Installation#

Prerequisites#

Installing the service#

Install the most recent prerelease version of the MetaKB from PyPI:

python3 -m pip install --pre metakb

Or, install from the latest available commit via the GitHub repo:

git clone https://github.com/cancervariants/metakb
cd metakb
python3 -m virtualenv venv
source venv/bin/activate
pip install -e .

Note

Stable (1.x) releases can be acquired from PyPI:

python3 -m pip install metakb

Setting up dependencies#

MetaKB’s data loading and searching functions employ a variety of upstream services and data providers:

SeqRepo#

MetaKB requires access to SeqRepo data for reloading the Gene Normalizer and for normalizing variation queries. In general, we recommend the following for local setup:

pip install seqrepo
export SEQREPO_VERSION=2024-12-20  # or newer if available -- check `seqrepo list-remote-instances`
sudo mkdir /usr/local/share/seqrepo
sudo chown $USER /usr/local/share/seqrepo
seqrepo pull -i $SEQREPO_VERSION

If you encounter a permission error similar to the one below:

PermissionError: [Error 13] Permission denied: '/usr/local/share/seqrepo/2024-12-20._fkuefgd' -> '/usr/local/share/seqrepo/2024-12-20'

Try moving data manually with sudo:

sudo mv /usr/local/share/seqrepo/$SEQREPO_VERSION.* /usr/local/share/seqrepo/$SEQREPO_VERSION

See mirroring documentation on the SeqRepo GitHub repo for instructions and additional troubleshooting.

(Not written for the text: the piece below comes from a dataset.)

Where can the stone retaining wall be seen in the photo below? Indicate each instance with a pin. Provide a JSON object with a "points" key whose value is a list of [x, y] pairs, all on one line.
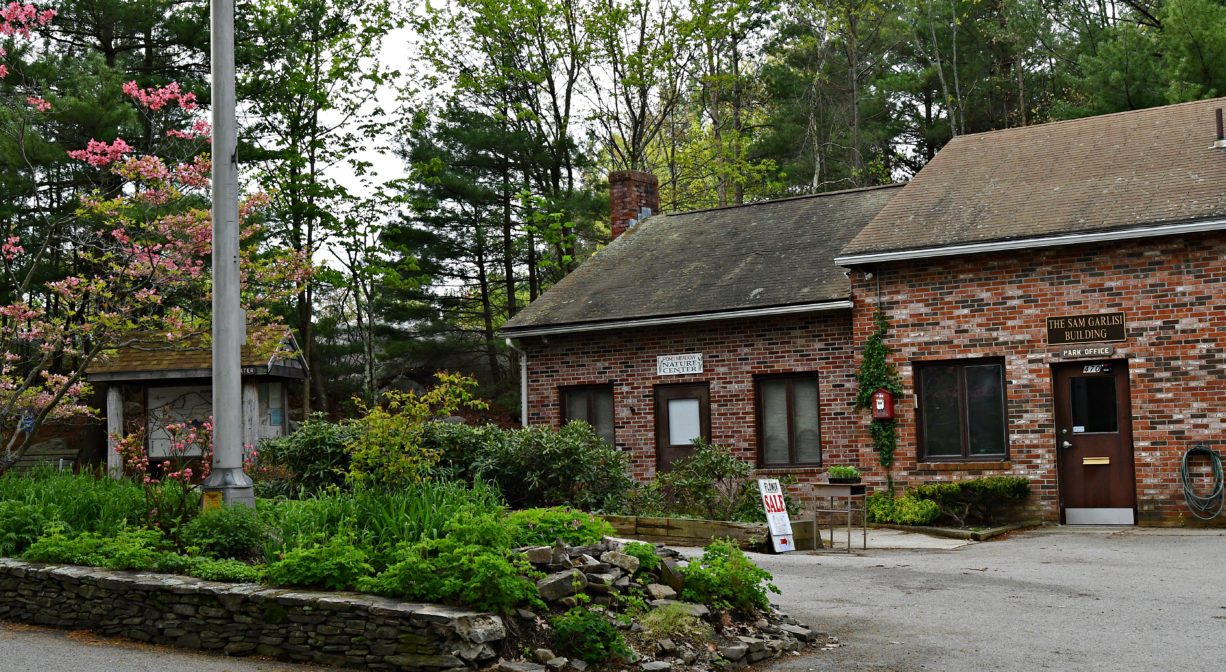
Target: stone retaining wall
{"points": [[327, 628]]}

Universal Transcript Archive (UTA)#

The MetaKB requires an available instance of the Universal Transcript Archive (UTA) database, managed by the Cool-Seq-Tool library for normalizing variation queries. Complete installation instructions (via Docker or a local server) are available at the UTA GitHub repository. For local usage, we recommend the following:

createuser -U postgres uta_admin
createuser -U postgres anonymous
createdb -U postgres -O uta_admin uta

export UTA_VERSION=uta_20210129b.pgd.gz  # most recent as of 2024/06/20
curl -O https://dl.biocommons.org/uta/$UTA_VERSION
gzip -cdq ${UTA_VERSION} | psql -h localhost -U uta_admin --echo-errors --single-transaction -v ON_ERROR_STOP=1 -d uta -p 5432

By default, MetaKB expects to connect to the UTA database via a PostgreSQL connection served local on port 5432, under the PostgreSQL username uta_admin and the schema uta_20210129b. Use the environment variable UTA_DB_URL to specify an alternate libpq-compliant URI.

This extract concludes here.